Rather than impose a curfew, New Orleans officials introduced early-morning checkpoints Wednesday aimed at curbing a crime wave. Nine people have been killed since 2007 began. The plan calls for checkpoints between 2 a.m. and 6 a.m., when about a third of the city's violent crimes occur.
While confirming that a US airstrike occurred this week against suspected Al Qaeda terrorists in Somalia, the Pentagon said it would release no further information until details are confirmed, The Washington Post reported Wednesday. The strike may have killed as many as 10 alleged terrorists, according to media accounts.
US Airways Group Inc. raised its offer for Delta Air Lines Inc. by almost 20 percent to $10.4 billion on Wednesday, as it seeks to put pressure on the bankrupt carrier's creditors to agree to a deal that Delta's management opposes. It also set a Feb. 1 deadline for certain conditions to be met or its entire bid would be revoked.
Trends at this week's North American International Auto Show in Detroit include more roof glass, big chrome grilles, low hood lines, and house-like interior lighting. Chevrolet has also drawn attention with its in-development, battery-powered Volt.
United Airlines could begin flying nonstop between Washington and Beijing as early as March 25 after the carrier received tentative approval Tuesday to offer 14-hour, capital-to-capital service. The Department of Transportation selected United over several rivals that were offering nonstop routes from Detroit, Dallas/Fort Worth, or Newark, N.J. More people travel to China from the Washington metro area than any other city.
Jim Gilmore, the former, tax-slashing, one-term governor of Virginia, became the sixth Republican to take the initial steps to join the growing GOP presidential field when he filed papers Tuesday with the Federal Election Commission. Gilmore said he wants to give the party a truly conservative candidate.

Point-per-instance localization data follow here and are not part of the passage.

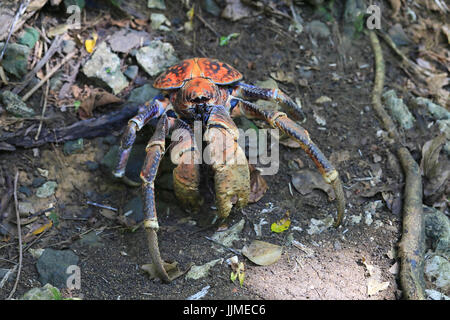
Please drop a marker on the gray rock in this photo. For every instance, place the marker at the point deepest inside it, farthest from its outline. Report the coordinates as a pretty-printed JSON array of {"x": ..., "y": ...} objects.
[
  {"x": 47, "y": 292},
  {"x": 437, "y": 270},
  {"x": 26, "y": 208},
  {"x": 136, "y": 206},
  {"x": 143, "y": 94},
  {"x": 15, "y": 59},
  {"x": 52, "y": 266},
  {"x": 156, "y": 57},
  {"x": 29, "y": 37},
  {"x": 156, "y": 4},
  {"x": 91, "y": 165},
  {"x": 37, "y": 182},
  {"x": 437, "y": 229},
  {"x": 438, "y": 112},
  {"x": 15, "y": 105},
  {"x": 46, "y": 190},
  {"x": 91, "y": 239},
  {"x": 398, "y": 109},
  {"x": 73, "y": 146},
  {"x": 318, "y": 29},
  {"x": 131, "y": 72},
  {"x": 26, "y": 191},
  {"x": 68, "y": 46},
  {"x": 211, "y": 7},
  {"x": 197, "y": 272},
  {"x": 126, "y": 40},
  {"x": 436, "y": 295},
  {"x": 105, "y": 66}
]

An annual income of nearly $85,000 is needed to afford the median-priced US home, which sold for $248,000 in the third quarter of 2006, according to a study released Wednesday by the nonprofit Center for Housing Policy. The study assumed home buyers needed a 10 percent down payment and could afford to pay 28 percent of their income on mortgage payments, property taxes, and insurance.